Given an unsorted array of positive integers. Find the number of triangles that can be formed with three different array elements as three sides of triangles. For a triangle to be possible from 3 values, the sum of any two values (or sides) must be greater than the third value (or third side).

For example, if the input array is {4, 6, 3, 7}, the output should be 3. There are three triangles possible {3, 4, 6}, {4, 6, 7} and {3, 6, 7}. Note that {3, 4, 7} is not a possible triangle.

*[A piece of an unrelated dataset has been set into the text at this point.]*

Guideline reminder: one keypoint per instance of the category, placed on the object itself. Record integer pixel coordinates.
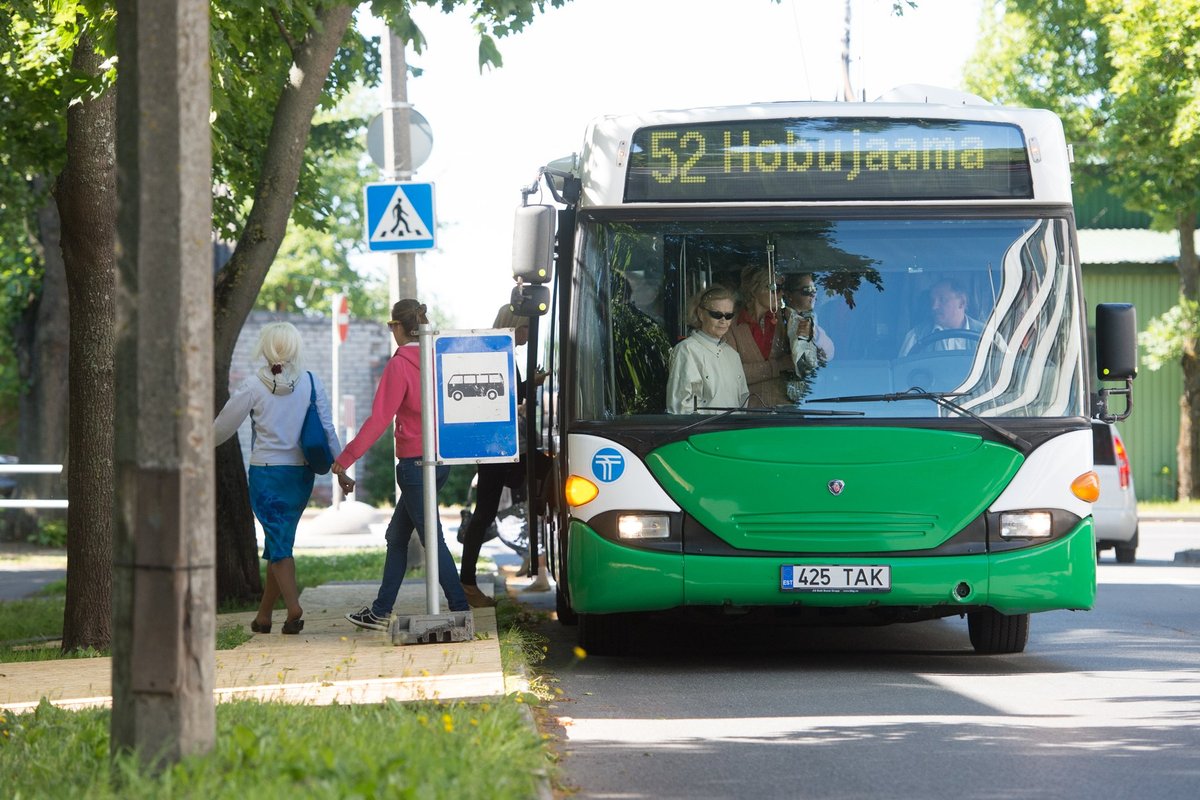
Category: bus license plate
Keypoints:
(837, 577)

As another example, consider the array {10, 21, 22, 100, 101, 200, 300}. There can be 6 possible triangles: {10, 21, 22}, {21, 100, 101}, {22, 100, 101}, {10, 100, 101}, {100, 101, 200} and {101, 200, 300}

Let a, b and c be three sides. The below condition must hold for a triangle (Sum of two sides is greater than the third side) i) a + b > c ii) b + c > a iii) a + c > b

Following are steps to count triangle.

1. Sort the array in non-decreasing order. 2. Initialize two pointers ‘i’ and ‘j’ to first and second elements respectively, and initialize count of triangles as 0. 3. Fix ‘i’ and ‘j’ and find the rightmost index ‘k’ (or largest ‘arr[k]’) such that ‘arr[i] + arr[j] > arr[k]’. The number of triangles that can be formed with ‘arr[i]’ and ‘arr[j]’ as two sides is ‘k – j’. Add ‘k – j’ to count of triangles. Let us consider ‘arr[i]’ as ‘a’, ‘arr[j]’ as b and all elements between ‘arr[j+1]’ and ‘arr[k]’ as ‘c’. The above mentioned conditions (ii) and (iii) are satisfied because ‘arr[i] < arr[j] < arr[k]'. And we check for condition (i) when we pick 'k' 4. Increment ‘j’ to fix the second element again. Note that in step 3, we can use the previous value of ‘k’. The reason is simple, if we know that the value of ‘arr[i] + arr[j-1]’ is greater than ‘arr[k]’, then we can say ‘arr[i] + arr[j]’ will also be greater than ‘arr[k]’, because the array is sorted in increasing order. 5. If ‘j’ has reached end, then increment ‘i’. Initialize ‘j’ as ‘i + 1′, ‘k’ as ‘i+2′ and repeat the steps 3 and 4.

public static int countTriangleTriplets(int[] segments){ int count = 0; int n = segments.length; Arrays.sort(segments); for(int i = 0; i<n-2; i++){ int k = i+2; for(int j = i+1; j < n; j++){ while(k < n && segments[i]+segments[j] > segments[k]){ k++; } count += k-j-1; } } return count; }